Chinese video-sharing app Kuaishou has recently begun to release livestreams of the reality show Go To Bed At 11 PM (11点睡吧) at 8 PM every Tuesday and Thursday night. The program features high-profile Chinese celebrities and sheds light on the chronic issue of sleep disorders experienced by many Chinese youth today.
As its title suggests, the Kuaishou reality TV show challenges its participants to fall asleep before 11 PM. The slogan, “Don’t be so high, sleep early,” underscores the program’s premise.
In each episode, participants are hooked up to sensors that indicate their sleep state. The show also offers solutions to overcoming the ‘addiction’ to staying up late. Famous faces include K-pop star Huang Zitao, comedian Song Xiaobao, musicians Zhang Qi, Liang Long, and GAI, and actresses Chen Xiaoyun and Huang Shengyi.
It’s clear from the series that most celebrities find it hard to naturally fall asleep before 11 PM.
For example, Song wanders around different rooms, practices calligraphy, and tries other tricks, but fails to fall asleep by 11 PM. Meanwhile, Liang practices pre-bedtime rituals like hydrating his skin with masks, reading, and listening to podcasts. Zhang is the first to achieve his goal, dozing off after a foot massage.
After the challenge, the lead ‘sleeper’ and a team of sleep specialists analyze the different behavior patterns that lead to poor sleep quality, including eating and scrolling on one’s mobile phone before bedtime. They also urge the audience to experiment with different calming methods to fall asleep quickly.
The Go To Bed At 11 PM livestreams, starting at 8 PM every Tuesday and Thursday on the Kuaishou app, have already garnered half a billion views within four episodes and clearly resonate with Chinese youth on social media.
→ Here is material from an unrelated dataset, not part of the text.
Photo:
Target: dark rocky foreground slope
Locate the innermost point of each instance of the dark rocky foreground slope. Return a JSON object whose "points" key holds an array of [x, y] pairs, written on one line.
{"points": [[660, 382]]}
”The only time that belongs to me is the few hours before sleep. It feels like sassy revenge to stay up late,” reads a trending Weibo comment about the show.
According to a 36Kr report from 2021, ‘revenge bedtime procrastination’ (报复性熬夜) is only one of many reasons that Chinese youth lose sleep. Based on a sample of 2,293 Chinese people from the 1980s to the 2000s generation, statistics show that more than half of the subjects regularly go to sleep after midnight.
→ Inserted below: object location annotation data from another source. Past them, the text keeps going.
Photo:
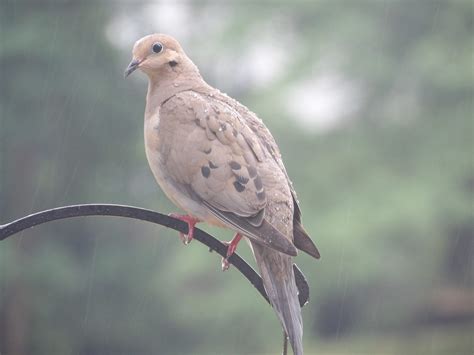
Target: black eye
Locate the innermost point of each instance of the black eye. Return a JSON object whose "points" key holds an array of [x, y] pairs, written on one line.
{"points": [[157, 47]]}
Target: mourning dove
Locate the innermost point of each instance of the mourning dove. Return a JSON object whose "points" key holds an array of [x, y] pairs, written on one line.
{"points": [[218, 162]]}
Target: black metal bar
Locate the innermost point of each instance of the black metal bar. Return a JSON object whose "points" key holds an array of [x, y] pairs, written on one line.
{"points": [[35, 219]]}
“My head has a built-in theater. Many things that happened in the past or that I worry might happen in the future continuously play in this theater,” confesses a survey participant.
The report cites high emotional pressure, digital device addiction, and intense workload as the top three reasons Chinese youth go to sleep late.
The Covid-19 pandemic has only exacerbated the situation, causing more than 300 million Chinese people to suffer from sleep disorders.
Huge demand has fueled the market for products that allegedly promote quality sleep, including aromatherapy, meditation apps, melatonin pills, and high-quality eye pads.
According to Tianyancha (天眼查), sleep-related startups have increased by 62% over the last five years in China.
Indeed, this generation of Chinese youth has shifted their focus from financial freedom to sleep freedom, although we posit that the two are somewhat related.